On Tuesday, February 10, 2026 at 6:11:56 PM UTC+1 Nils Bruin wrote:

I think the problem is in "conda init". That sets it up so that you can use 
"conda activate" in a shell and then can continue using that activated 
environment in the original shell. For that, the "conda" command must run 
as a function in the shell, not as an executable called from the shell 
(because one cannot scribble in the environment of the parent process -- at 
least not without horrible hackery).

I was not able to use miniforge without allowing it to do a "conda init". 
That's the part I don't like because it makes me expect that also other 
users who want to use the conda install of sage "the conda way" will have 
to have their ".bashrc" changed and I don't think that's a reasonable thing 
to ask just for people to run sage.


That goes beyond my knowledge of the conda internals. I would suggest you 
just open an issue in the miniforge repo about the need for "conda init".

 

There is obviously a solution: have something like "conda-shell" which 
starts a *subshell* with the conda initialization inserted and/or an 
environment activated. We know which file conda wants "dot-loaded" into the 
shell, so that's the one to dot-load for the subshell initialization.

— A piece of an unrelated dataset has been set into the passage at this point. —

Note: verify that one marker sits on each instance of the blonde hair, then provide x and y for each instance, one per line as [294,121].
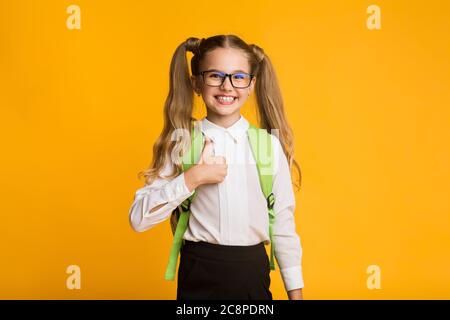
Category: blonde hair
[179,103]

That's basically what "sage -sh" does. I do not know if that exists 
already. If it does then I think my complaint is that the sage 
documentation doesn't point to it.

It may also be that the "sage" script itself already sets up a strong 
enough environment that, once installed, conda-sage doesn't actually need 
conda activation in order to run properly (my limited tests point in that 
direction). In that case it would still be good if there were a 
"conda-shell" to install conda-sage with, so that one doesn't need to worry 
about "conda init" and sanitizing one's ".bashrc" afterwards.


Note that if you use conda then there is no need for sage-the-distro (and 
thus, in particular, for the sage shell env init). In particular, if you 
install sage via conda (conda create -n sage sage) then you only have a 
"sage" script/cli available if you first activate the conda env (conda 
activate sage). We could add to the documentation instructions on how to 
setup a custom subshell that automatically activates the sage conda env. I 
like that idea. Without trying, a bash script with ` #!/usr/bin/env conda 
run -n sage sage` should do the job.